Vários lagos montanhosos dos Estados Unidos estão a tornar-se verdes devido ao crescimento de algas que prosperam por causa das alterações climáticas, concluiu um estudo conduzido por cientistas da Universidade do Colorado.

De acordo com a nova investigação, cujos resultados foram recentemente publicados na revista Proceedings of the Royal Society B, a concentração de algas nos lagos montanhosos dos Estados Unidos duplicou nos últimos 70 anos.

Citados pela agência AFP, os investigadores frisam que estes resultados mostram os efeitos potencialmente negativos das alterações climáticas em ecossistemas primitivos e remotos.

“Mesmo os lagos relativamente remotos e localizados em áreas protegidas (…) é evidente o traço da perturbação humana no sistema terrestre“, disse à agência a cientista Isabella Oleksy, cujas declarações estão reproduzidas no portal Phys.

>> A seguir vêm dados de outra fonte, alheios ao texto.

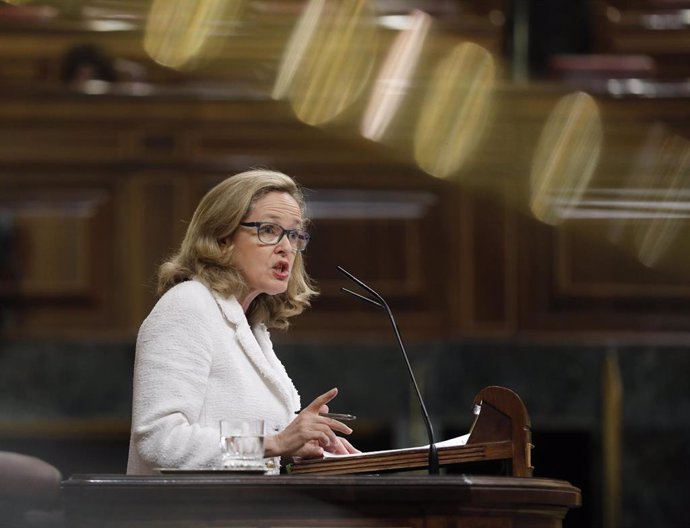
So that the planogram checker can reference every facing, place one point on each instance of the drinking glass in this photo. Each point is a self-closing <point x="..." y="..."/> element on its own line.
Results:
<point x="242" y="444"/>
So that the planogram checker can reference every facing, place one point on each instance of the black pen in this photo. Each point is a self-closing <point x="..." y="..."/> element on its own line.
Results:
<point x="336" y="416"/>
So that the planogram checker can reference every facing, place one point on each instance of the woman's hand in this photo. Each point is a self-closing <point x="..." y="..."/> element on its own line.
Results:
<point x="309" y="434"/>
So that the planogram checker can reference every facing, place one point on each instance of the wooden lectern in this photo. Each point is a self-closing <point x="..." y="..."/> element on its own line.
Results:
<point x="501" y="431"/>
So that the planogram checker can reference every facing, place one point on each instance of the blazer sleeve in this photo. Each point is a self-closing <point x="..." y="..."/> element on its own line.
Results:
<point x="173" y="361"/>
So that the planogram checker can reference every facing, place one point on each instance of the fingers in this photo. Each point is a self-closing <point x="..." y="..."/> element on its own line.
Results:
<point x="319" y="401"/>
<point x="338" y="426"/>
<point x="349" y="448"/>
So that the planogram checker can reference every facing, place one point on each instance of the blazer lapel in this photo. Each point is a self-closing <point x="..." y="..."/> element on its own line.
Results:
<point x="257" y="346"/>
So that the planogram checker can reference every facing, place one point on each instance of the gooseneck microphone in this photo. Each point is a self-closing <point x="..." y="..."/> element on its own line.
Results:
<point x="381" y="303"/>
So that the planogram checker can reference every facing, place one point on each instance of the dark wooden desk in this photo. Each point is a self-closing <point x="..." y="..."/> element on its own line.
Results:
<point x="334" y="501"/>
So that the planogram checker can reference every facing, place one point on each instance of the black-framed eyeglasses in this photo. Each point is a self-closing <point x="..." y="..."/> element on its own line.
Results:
<point x="272" y="234"/>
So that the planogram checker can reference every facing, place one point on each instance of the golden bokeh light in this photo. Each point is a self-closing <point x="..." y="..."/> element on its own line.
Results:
<point x="566" y="157"/>
<point x="394" y="78"/>
<point x="184" y="34"/>
<point x="455" y="110"/>
<point x="667" y="203"/>
<point x="328" y="60"/>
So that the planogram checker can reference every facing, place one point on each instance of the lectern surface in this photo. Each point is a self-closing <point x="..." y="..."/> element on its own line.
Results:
<point x="343" y="501"/>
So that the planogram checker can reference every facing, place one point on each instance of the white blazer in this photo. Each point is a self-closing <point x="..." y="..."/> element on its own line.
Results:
<point x="198" y="361"/>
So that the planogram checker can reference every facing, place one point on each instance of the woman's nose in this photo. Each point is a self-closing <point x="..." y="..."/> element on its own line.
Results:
<point x="284" y="245"/>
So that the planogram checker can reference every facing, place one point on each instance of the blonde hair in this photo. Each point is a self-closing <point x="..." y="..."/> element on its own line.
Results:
<point x="202" y="254"/>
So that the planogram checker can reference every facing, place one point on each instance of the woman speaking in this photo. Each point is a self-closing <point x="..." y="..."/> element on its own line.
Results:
<point x="204" y="353"/>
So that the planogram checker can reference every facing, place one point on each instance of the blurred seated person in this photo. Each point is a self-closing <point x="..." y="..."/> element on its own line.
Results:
<point x="89" y="62"/>
<point x="204" y="353"/>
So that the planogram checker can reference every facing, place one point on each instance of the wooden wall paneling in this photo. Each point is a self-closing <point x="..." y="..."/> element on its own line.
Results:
<point x="398" y="242"/>
<point x="154" y="210"/>
<point x="487" y="258"/>
<point x="64" y="258"/>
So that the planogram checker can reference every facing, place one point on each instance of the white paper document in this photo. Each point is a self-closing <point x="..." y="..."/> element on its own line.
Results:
<point x="451" y="442"/>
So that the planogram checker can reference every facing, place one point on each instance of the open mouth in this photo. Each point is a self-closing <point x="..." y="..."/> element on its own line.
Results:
<point x="282" y="270"/>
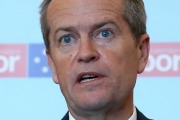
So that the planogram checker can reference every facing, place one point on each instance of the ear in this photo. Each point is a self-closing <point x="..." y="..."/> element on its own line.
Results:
<point x="52" y="67"/>
<point x="144" y="47"/>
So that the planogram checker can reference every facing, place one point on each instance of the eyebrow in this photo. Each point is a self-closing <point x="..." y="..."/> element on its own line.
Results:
<point x="95" y="26"/>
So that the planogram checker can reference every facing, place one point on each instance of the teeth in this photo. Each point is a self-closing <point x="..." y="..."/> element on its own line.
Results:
<point x="87" y="78"/>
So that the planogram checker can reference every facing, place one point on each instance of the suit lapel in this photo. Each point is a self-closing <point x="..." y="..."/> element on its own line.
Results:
<point x="66" y="117"/>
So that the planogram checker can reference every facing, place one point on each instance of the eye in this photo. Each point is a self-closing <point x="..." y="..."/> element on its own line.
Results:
<point x="66" y="39"/>
<point x="104" y="34"/>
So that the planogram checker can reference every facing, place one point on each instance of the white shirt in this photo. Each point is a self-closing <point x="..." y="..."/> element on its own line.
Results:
<point x="133" y="116"/>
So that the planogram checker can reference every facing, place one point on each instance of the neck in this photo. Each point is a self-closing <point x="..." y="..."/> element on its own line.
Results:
<point x="113" y="112"/>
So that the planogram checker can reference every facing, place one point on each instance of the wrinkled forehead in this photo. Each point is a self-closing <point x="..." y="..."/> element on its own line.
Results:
<point x="80" y="7"/>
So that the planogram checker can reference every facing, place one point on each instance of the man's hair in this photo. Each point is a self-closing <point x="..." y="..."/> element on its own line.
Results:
<point x="134" y="14"/>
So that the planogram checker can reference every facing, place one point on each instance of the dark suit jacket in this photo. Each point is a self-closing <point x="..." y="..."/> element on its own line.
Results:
<point x="140" y="116"/>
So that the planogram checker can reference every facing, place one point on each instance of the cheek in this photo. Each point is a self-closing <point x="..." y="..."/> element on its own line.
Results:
<point x="123" y="62"/>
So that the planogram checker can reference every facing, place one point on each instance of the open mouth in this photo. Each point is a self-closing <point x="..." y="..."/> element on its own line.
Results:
<point x="87" y="77"/>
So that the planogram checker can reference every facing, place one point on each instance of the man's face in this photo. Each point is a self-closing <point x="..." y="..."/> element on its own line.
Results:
<point x="93" y="55"/>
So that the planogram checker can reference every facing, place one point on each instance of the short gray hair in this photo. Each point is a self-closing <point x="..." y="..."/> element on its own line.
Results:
<point x="134" y="14"/>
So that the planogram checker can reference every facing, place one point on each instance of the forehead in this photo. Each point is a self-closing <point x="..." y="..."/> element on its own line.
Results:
<point x="83" y="13"/>
<point x="82" y="7"/>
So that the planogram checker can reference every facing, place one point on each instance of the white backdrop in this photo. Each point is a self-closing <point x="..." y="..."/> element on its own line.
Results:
<point x="31" y="97"/>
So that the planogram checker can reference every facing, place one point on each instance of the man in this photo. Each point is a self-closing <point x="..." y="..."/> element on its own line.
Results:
<point x="95" y="49"/>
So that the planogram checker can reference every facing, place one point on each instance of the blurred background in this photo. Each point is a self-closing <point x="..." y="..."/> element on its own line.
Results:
<point x="27" y="91"/>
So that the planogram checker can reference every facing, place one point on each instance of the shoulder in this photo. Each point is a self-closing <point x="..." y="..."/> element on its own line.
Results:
<point x="141" y="116"/>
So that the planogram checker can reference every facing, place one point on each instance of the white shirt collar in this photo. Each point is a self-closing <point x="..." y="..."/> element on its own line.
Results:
<point x="133" y="116"/>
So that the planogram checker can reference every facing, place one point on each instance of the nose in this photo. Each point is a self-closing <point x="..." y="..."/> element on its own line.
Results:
<point x="87" y="52"/>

“O aquecimento rápido em ambientes de alta altitude levou à aceleração rápida e à prevalência de algas verdes, que até recentemente existiam em pouca abundância nestes mesmo lagos” dos Estados Unidos, explicou.

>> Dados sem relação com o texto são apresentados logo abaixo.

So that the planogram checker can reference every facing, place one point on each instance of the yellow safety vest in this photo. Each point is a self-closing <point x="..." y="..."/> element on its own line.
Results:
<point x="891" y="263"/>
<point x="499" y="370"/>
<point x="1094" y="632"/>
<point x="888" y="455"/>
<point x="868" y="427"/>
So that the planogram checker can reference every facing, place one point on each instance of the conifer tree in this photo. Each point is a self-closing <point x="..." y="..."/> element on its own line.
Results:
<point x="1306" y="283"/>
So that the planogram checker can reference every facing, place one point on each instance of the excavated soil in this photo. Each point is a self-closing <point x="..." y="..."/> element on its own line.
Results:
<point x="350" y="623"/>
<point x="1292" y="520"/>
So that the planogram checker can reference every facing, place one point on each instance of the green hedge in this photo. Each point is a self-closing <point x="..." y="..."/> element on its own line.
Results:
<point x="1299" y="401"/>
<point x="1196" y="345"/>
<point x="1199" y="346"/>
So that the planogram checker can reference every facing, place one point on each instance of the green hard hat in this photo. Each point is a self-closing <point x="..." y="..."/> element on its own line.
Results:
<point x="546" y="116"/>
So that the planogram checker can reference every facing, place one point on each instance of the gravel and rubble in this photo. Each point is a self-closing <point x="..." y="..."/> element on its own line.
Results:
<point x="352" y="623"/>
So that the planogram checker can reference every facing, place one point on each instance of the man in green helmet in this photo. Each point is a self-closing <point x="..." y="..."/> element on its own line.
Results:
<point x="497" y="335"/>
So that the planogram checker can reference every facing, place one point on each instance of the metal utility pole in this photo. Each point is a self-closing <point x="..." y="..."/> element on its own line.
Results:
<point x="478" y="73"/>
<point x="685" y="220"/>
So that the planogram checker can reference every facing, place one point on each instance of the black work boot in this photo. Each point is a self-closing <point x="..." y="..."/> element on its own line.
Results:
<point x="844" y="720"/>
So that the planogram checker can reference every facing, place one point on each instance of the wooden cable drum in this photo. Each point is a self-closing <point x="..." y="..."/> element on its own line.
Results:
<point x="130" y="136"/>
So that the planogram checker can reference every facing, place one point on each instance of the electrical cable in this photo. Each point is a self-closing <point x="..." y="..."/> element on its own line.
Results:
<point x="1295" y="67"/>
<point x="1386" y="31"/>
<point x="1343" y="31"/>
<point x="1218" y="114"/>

Para chegar a esta conclusão, a equipa de cientistas comparou o número de algas verdes em dois lagos a cerca de 100 quilómetros da cidade de Denver e depois comparou os resultados com dados de meados do século passado.

Os cientistas encontraram “mudanças drásticas” na quantidade de florações de algas verdes, as chamadas clorófitas, que prosperam em temperaturas mais quentes.

Em lagos e oceanos, as florações das algas podem fazer adoecer muitas espécies de animais selvagens que as acabam por ingerir. Além disso, desestabilizam os ambientes aquáticos ao bloquearem a luz do sol. Sejam de água doce ou salgada, estas algas têm também um enorme impacto negativo na economia, uma vez que acabam por atingir diretamente a pesca, o turismo e a saúde humana.